Delgano: A Dark Contemporary Interracial Romance

Page 10



“I could teach you.”

“That’s your response?”

This woman was the perfect target, which made him further wonder why she was there. This wasn’t someone used to sitting across from someone like him, having breakfast, as if they were old friends.

“Just how pretty are you under there?” he teased.

She leaned forward as if to respond with words that would keep her out of any religion’s upper room. Then he saw the moment she remembered she was supposed to be lying about who she was and backed down.

Something wasn’t right about who she claimed to be. This woman was too much of a forest fire, someone who was probably once shy but had grown tired of it after being “bitten” far too many times.

“So, here’s something I’m not supposed to tell you,” she prefaced, flicking away his question with a wiggle of her slender fingers. “A great deal of things that happen in the world go unreported to the public. Many of these things don’t require the help of a military. In fact, involving a military would only start a war.”

“Unreported things like what?” he asked.

“Women forced to watch their babies die because they can’t go to work with them on their backs—by order of their masters. Children waiting to be sold to rich families. The babies aren’t usually conceived through consent, and the children are often sold as servants if they make it past infancy. Sometimes, they’re sold to these families so the children of wealthy families can own them. Like a doll.”

He frowned. “Masters? Sold?”

“It’s still prevalent in places like Mauritania.”

“Is that where you’re from?”

“I…have a connection to the country.”

“If someone ‘owns’ another person,” he began, searching her unreadable eyes, “I don’t think ‘doll’ is the right word to use.”

Words like “own” and “sold” didn’t sit well with him unless it was in reference to vehicles and houses. While he never received any solid proof, he’d always believed his mother was “owned” by someone and had “sold” her body for profit.

“The word doesn’t matter if you understand,” Sayeda said, searching his face the same way, though he probably wasn’t as challenging to decipher. “The organization that brought you here thinks that someone like you would care about something like that. They believe there’s a silver lining to your lethality.”

“Expand on that, please. The ‘someone like me’ part.”

It didn’t matter who or what he’d become; he hadn’t fallen far enough to enjoy watching the innocent suffer. Had it not been for a select group of people during his years as a low-level Chamas péderua, a “street foot,” he would have been taken advantage of when he was still too young-minded to realize it.

“Personally,” Sayeda tapped her chest, “I don’t see why you’d care about any of this. It doesn’t concern you. You’re a monster.”
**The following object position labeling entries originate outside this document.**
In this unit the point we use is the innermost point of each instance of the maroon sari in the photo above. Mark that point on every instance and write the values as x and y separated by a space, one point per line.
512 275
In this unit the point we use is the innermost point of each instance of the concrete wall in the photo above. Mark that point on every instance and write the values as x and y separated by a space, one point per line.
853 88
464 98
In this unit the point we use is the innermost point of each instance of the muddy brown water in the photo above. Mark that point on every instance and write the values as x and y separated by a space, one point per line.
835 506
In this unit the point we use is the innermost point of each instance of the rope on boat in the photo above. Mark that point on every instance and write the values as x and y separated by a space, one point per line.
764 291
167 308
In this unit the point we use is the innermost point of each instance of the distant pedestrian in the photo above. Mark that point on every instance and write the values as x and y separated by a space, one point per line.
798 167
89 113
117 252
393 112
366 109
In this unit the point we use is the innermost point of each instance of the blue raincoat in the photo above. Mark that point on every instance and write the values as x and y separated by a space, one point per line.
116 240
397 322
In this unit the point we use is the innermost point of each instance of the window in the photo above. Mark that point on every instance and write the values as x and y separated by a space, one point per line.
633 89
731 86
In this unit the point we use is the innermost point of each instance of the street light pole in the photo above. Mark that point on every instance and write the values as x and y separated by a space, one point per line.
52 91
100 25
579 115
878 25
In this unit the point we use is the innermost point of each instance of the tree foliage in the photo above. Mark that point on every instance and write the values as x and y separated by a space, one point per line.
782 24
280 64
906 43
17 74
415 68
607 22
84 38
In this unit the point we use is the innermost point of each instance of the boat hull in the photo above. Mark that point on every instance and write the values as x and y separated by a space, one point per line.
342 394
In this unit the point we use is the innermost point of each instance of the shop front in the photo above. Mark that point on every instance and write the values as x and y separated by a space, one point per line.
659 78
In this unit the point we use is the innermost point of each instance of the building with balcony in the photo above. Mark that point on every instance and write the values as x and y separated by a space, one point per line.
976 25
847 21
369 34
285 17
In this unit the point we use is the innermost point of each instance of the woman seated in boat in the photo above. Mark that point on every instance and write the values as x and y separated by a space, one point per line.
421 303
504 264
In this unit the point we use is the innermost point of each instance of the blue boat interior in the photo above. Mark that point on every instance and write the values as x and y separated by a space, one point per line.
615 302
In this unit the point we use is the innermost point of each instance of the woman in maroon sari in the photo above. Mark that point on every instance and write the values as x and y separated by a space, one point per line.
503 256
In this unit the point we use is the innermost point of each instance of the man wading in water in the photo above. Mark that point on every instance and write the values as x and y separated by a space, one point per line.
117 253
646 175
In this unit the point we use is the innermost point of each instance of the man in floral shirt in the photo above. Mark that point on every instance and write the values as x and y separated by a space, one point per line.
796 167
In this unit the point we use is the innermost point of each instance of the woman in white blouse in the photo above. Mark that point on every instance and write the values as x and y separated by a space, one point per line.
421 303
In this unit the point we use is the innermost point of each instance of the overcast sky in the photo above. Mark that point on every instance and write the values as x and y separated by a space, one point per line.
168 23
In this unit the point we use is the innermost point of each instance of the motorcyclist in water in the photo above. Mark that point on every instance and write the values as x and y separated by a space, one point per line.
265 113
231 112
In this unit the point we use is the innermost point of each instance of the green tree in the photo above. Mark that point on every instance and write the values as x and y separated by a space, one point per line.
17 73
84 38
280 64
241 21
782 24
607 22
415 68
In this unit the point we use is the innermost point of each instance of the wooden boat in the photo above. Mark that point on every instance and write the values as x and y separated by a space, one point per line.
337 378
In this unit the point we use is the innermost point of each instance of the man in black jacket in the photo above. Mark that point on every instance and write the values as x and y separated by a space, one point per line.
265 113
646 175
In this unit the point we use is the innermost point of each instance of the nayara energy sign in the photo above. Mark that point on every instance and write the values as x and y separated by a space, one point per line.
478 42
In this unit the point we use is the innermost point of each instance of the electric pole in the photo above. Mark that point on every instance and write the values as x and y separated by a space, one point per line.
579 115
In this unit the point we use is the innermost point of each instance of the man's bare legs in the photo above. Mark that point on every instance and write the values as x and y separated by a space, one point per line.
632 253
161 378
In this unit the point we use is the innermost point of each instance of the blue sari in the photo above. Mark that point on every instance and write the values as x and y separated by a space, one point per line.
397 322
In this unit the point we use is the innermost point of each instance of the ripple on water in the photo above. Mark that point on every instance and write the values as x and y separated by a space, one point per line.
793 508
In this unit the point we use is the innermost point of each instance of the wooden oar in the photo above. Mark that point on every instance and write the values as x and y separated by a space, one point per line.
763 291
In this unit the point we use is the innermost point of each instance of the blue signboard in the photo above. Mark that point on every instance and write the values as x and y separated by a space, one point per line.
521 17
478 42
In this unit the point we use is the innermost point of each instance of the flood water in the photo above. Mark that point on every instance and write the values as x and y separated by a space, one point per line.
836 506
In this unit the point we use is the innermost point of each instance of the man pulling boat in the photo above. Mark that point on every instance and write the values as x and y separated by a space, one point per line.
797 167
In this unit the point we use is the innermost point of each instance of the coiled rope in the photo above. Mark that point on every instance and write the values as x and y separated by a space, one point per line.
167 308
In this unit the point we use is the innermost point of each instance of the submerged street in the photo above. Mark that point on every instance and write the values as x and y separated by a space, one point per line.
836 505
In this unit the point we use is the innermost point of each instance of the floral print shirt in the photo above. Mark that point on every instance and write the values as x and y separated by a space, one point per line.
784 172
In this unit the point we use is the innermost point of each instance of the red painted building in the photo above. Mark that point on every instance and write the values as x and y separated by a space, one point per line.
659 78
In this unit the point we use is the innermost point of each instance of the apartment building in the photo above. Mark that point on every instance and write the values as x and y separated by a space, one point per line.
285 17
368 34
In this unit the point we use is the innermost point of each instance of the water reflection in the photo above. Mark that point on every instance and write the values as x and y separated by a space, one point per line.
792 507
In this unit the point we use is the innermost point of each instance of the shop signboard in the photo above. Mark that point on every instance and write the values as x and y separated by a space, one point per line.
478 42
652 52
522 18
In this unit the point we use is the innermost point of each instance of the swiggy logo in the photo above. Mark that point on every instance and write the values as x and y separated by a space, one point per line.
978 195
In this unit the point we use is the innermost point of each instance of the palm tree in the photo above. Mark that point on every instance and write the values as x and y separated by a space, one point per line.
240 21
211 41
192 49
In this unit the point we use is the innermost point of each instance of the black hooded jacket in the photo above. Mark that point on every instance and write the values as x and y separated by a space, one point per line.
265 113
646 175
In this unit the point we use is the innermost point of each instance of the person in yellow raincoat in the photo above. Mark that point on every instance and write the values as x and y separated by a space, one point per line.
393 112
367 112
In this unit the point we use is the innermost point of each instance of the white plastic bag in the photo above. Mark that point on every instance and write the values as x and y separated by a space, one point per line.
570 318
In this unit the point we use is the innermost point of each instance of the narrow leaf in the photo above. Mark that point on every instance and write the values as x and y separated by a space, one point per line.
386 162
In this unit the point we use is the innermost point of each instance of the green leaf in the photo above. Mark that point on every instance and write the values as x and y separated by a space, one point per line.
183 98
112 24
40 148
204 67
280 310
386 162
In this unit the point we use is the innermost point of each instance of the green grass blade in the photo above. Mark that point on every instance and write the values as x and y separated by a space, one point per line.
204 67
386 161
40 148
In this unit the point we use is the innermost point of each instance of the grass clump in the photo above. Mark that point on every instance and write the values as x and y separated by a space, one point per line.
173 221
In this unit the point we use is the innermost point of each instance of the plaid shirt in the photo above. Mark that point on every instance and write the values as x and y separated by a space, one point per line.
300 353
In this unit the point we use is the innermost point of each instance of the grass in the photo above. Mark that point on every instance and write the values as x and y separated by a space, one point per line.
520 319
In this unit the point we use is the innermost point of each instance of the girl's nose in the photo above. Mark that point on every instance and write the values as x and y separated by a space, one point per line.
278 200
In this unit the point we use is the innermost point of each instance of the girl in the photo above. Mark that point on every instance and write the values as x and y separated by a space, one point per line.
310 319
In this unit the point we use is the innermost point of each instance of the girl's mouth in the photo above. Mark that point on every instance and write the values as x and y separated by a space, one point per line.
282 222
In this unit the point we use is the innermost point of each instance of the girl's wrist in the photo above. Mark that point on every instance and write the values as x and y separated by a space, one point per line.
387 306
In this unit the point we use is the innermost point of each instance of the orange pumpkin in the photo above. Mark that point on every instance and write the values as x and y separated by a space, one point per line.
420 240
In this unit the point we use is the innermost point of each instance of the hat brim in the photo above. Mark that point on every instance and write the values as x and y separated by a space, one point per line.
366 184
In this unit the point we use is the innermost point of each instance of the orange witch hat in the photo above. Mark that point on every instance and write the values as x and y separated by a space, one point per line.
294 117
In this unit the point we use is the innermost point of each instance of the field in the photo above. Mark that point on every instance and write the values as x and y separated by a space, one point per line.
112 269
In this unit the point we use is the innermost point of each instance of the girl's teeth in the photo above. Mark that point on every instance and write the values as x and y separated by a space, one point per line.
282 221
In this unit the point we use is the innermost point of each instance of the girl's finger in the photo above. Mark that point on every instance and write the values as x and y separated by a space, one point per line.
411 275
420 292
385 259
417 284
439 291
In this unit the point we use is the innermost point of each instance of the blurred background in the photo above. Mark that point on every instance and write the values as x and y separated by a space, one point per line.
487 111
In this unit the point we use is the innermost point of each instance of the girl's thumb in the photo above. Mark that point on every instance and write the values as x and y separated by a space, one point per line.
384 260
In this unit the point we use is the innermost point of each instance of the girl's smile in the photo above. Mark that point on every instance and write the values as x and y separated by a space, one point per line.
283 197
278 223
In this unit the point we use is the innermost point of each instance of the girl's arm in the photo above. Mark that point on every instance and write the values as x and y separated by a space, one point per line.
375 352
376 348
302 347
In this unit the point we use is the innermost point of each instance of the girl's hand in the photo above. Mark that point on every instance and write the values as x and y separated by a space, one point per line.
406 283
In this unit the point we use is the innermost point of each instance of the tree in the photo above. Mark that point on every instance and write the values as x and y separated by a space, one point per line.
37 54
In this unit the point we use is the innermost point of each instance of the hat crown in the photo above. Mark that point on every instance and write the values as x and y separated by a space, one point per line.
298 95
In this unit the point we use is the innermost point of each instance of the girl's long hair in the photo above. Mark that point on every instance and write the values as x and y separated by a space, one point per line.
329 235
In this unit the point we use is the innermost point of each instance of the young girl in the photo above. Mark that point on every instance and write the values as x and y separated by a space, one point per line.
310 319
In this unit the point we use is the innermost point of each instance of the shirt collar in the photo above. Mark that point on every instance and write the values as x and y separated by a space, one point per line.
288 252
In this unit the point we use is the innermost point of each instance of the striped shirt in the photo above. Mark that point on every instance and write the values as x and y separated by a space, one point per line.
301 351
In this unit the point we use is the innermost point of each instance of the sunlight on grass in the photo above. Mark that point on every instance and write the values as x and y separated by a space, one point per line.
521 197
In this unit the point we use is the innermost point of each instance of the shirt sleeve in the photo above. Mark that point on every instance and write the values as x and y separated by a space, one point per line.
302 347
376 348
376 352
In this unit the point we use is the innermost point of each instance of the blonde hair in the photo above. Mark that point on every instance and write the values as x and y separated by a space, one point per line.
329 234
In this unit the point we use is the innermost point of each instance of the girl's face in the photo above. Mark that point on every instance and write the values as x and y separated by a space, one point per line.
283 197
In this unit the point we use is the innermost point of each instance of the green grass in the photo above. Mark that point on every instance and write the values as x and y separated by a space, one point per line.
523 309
“And how familiar exactly are you with monsters?” he asked.

“I’m familiar with the bogeyman.”

“I’m not the bogeyman.” He leaned forward. “I’m of a completely different breed altogether.”

She lowered her voice. “Show it to me.”

For most of their meal, she’d looked away, yet that, she was able to say while holding eye contact.

He didn’t need to see her entire face to know that she was probably as pretty as pretty came. But if boyfriend and husband material was made from cotton, he was all jute fabric. Still, it didn’t change the fact that he’d been a sucker for a pretty face since the moment he first began to notice them.

“I’ll gladly show you,” he said. “Just tell me when.”

Without breaking their eye contact, she took his glass of orange juice and drank every last drop, which had him hard enough to break one of the legs off the table.

Afterward, she stood, piled everything onto the tray, and returned to the kitchen. She didn’t meet his eyes again as she packed the dishwasher, and he watched her go, staring at the empty kitchen minutes after she’d left, waiting for his blood to settle.

Sayeda intrigued him, but it still irked him that someone, possibly an entire government entity, knew so much about him, and he didn’t know shit about them. This was also an entity strong enough to follow him without him knowing, abduct him, and then force him to choose between remaining trapped in a palatial prison or leaving in a body bag.

The more he learned about this “project,” as little as that information came at a time, the more he realized that its scale was too expansive to be tied to Brazil alone. In the case of something this significant, the Americans had to be involved, which he wouldn’t mind if it came with American money.